Brad Kinnard

Posted on Apr 29

94% of Published SKILL.md Files Skip the Spec's Two Most Basic Patterns

#ai #devops #opensource #claude

The agentskills.io spec recommends two things in every description: start with an action verb, and include a trigger phrase like "use when..." that tells the routing layer when to fire the skill. They take five seconds to add and they're the difference between a skill an agent picks up and a skill that sits unused in the catalog.

I sampled 500 skills at random from a 1,436-skill public corpus and measured both. 5.8% follow both recommendations. 61.8% follow neither.

The full breakdown of what the SKILL.md ecosystem actually looks like in production, as of late April 2026.

Methodology

Corpus: sickn33/antigravity-awesome-skills at HEAD on April 29, 2026. This is the largest publicly bundled SKILL.md collection in a single repo (1,436 indexed skills with metadata for category, source, and risk classification).

Sample: 500 skills, random with seed 42 for reproducibility.

Tool: skillcheck v1.2.0 from PyPI.

Per-skill features captured: every skillcheck diagnostic (rule, severity, message), description quality score, body line count, body and metadata token estimates, activation entropy and top-hypothesis score from --activation-hypotheses, structural features computed locally (description length in chars and words, action verb in first position, trigger-phrase presence, presence of resources//scripts//references/ subdirectories, frontmatter field count and which fields), plus the antigravity-supplied category, source, and risk metadata.
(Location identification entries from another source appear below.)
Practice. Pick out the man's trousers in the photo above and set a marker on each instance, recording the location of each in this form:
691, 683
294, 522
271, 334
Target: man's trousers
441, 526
Caveat one: skillcheck's description quality score is a heuristic that includes action-verb and trigger-phrase detection as positive signals. So the correlation between these two features and the score is partly mechanical. The headline finding is not "we discovered these patterns predict quality." It's "the spec recommends these patterns, the linter that encodes the spec rewards them, and almost nobody is using them."

Caveat two: antigravity's bundler injects risk, source, date_added, and category fields into the SKILL.md frontmatter when packaging skills. The author-original frontmatter analysis below excludes these injected fields.

Reproduce in five commands:

pip install skillcheck==1.2.0
git clone --depth 1 https://github.com/sickn33/antigravity-awesome-skills.git
cd antigravity-awesome-skills
# Then sample from skills_index.json with seed 42 and run skillcheck against each
# Full analysis script: see the dataset link at the bottom

The two-pattern adoption gap

Every skill description was classified on two binary features: does it start with an action verb (Generates, Validates, Creates, Builds, Analyzes, etc., from a 90-verb allowlist), and does it contain a trigger phrase (use when, use this skill when, when the user, when working with, whenever, etc.)?

Pattern	Count	%
Has both action verb and trigger phrase	29	5.8%
Action verb only	108	21.6%
Trigger phrase only	54	10.8%
Neither	309	61.8%

The same four groups, scored against skillcheck's description quality metric:

Group	n	Median score	% scoring 70+
Has both	29	90.0	100.0%
Action verb only	108	70.0	72.2%
Trigger phrase only	54	70.0	94.3%
Neither	309	50.0	8.4%

The 100% rate in the both-features group isn't magic. It reflects that skillcheck's heuristic was designed around the spec's recommendations and rewards skills that follow them. What's actually striking is the bottom line: 309 of 500 published skills skip both recommendations. That's the working majority of the ecosystem leaving easy quality on the floor.

What authors actually fill in

Outside name and description, frontmatter is mostly empty. The median author-original frontmatter (excluding the bundler's injected fields) has just two fields. Two.

Field	Adoption
name	99.6%
description	99.6%
author	10.8%
tags	10.6%
tools	8.8%
license	3.8%
allowed-tools	2.8%
version	2.2%
triggers	0.6%
user-invokable	0.6%
capabilities	0.2%

The spec offers version, author, tags, allowed-tools, model, agent, hooks, user-invocable, disable-model-invocation, skills, mode. Almost none of them are being used. 80% of authors stop after name and description. There's an entire optional metadata layer the spec defines and the ecosystem ignores.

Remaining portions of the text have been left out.